After cleaning the MORPH-II dataset, I began focusing on my individual research project. I read literature on two-dimensional PCA (2DPCA), a generalization of PCA. The 2D version of PCA intrigued me because in traditional PCA, 2D image matrices have to be first converted to 1D vectors. 2DPCA instead leaves the images in their original matrix form, and often benefits from higher accuracy and reduced computation time over traditional PCA. I implemented 2DPCA in Python and conducted experiments on the ORL dataset, replicating the results I found in the 2DPCA research paper. I presented an overview of 2DPCA to the group, as well as the questions I had and future work that I planned to conduct.

Continuing my 2DPCA research, I read all the literature I could find on the topic in order to get a good understanding of what other researchers had accomplished so far. I found two generalizations of 2DPCA and included these in my weekly presentation. I found that Bilateral 2DPCA was highly effective for face recognition because it took advantage of the structural information in the face images. Kernel 2DPCA on the other hand, was far too computationally expensive to be useful for our purposes.

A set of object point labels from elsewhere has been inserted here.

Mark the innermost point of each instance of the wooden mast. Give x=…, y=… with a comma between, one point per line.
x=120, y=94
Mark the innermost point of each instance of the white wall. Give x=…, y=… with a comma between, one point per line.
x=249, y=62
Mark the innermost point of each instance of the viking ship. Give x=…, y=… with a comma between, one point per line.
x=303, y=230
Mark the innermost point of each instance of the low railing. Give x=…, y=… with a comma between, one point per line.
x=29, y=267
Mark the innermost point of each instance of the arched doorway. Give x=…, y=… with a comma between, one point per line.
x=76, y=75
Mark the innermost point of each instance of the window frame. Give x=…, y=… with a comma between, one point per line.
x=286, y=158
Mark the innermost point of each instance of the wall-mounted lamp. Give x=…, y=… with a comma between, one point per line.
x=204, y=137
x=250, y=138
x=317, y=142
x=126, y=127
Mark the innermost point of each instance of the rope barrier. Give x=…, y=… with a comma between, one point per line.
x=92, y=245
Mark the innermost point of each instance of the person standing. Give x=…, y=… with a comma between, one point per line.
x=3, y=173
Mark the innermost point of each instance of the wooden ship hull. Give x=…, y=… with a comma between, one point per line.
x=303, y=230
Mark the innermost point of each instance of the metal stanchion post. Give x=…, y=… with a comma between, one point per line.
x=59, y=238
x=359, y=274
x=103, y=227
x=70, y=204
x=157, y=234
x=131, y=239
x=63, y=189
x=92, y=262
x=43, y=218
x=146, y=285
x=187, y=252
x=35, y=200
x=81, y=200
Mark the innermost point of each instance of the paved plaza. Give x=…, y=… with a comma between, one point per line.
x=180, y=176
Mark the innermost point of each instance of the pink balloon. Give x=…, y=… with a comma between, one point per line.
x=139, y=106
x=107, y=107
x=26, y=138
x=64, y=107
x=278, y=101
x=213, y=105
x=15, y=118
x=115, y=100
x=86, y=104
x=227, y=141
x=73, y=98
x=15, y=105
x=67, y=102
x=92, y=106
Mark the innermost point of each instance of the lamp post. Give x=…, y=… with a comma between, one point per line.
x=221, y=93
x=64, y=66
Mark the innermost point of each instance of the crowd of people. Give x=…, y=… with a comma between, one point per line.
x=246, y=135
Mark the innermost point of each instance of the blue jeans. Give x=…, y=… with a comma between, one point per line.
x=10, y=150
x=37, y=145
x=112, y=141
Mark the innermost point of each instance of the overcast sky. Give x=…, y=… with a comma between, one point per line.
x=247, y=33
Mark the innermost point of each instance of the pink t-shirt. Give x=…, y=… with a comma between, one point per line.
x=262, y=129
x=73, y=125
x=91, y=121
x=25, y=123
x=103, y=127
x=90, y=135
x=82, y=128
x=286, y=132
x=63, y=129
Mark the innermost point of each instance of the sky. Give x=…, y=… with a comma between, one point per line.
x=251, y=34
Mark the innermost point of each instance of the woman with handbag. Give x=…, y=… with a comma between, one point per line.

Two-dimensional LDA (2DLDA) is a 2D generalization of LDA. 2DLDA is usually more accurate in face recognition problems than 2DPCA because it is a supervised method. This means that it takes into account which images belong to which person when it is learning from the training data. 2DPCA on the other hand, does not. My work this week focused on a thorough literature review of 2DLDA and related topics. I implemented 2DLDA in Python and conducted experiments on the ORL dataset. In addition to replicating the results obtained in the papers I read, I tried a more difficult face recognition task. Instead of simply matching an image with one of the people in the dataset, I created a problem in which the algorithm had to either match an image with its owner, or identify that image as an unknown person. I found that although 2DLDA is generally more accurate in face recognition in which everyone is known (called closed set face recognition), when there was a possibility of an image not belonging to anyone in the dataset, 2DPCA seemed better equipped to identify these images.

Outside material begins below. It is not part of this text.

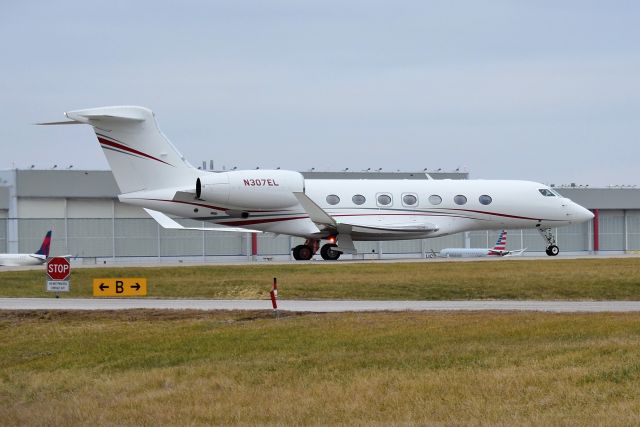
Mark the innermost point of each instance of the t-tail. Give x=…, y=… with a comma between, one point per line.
x=140, y=156
x=46, y=244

2DLDA is generally an effective method for face recognition, but unfortunately its performance is highly dependent on *d*, the number of eigenvectors
kept. If *d* is chosen too low, 2DLDA performs poorly because it doesn't have enough information to make accurate predictions. On the other hand, if *d*
is too high then 2DLDA will overfit to the training data and not generalize well to new images. To remedy this, I developed RS-2DLDA. In RS-2DLDA many classifiers are
created each from a random sample of eigenvectors. This means that the risk of overfitting is avoided, and no information is lost from discarded eigenvectors. In addition
I further increased the performance of RS-2DLDA by using multiple distance metrics and incorporating a weighting scheme. I presented my algorithm to the group at the end of the week
(though I had not yet decided to call it RS-2DLDA).

I conducted more experiments using RS-2DLDA on the MORPH-II and ORL image datasets. For the remainder of the week I focused on preparing my poster presentation, which I presented to UNCW faculty and students.

My final presentation for the program focused on RS-2DLDA. This presentation was designed for a general audience, so it is less mathematical and more illustrative. (The Week 10 presentation is identical to the RS-2DLDA Presentation on the left.)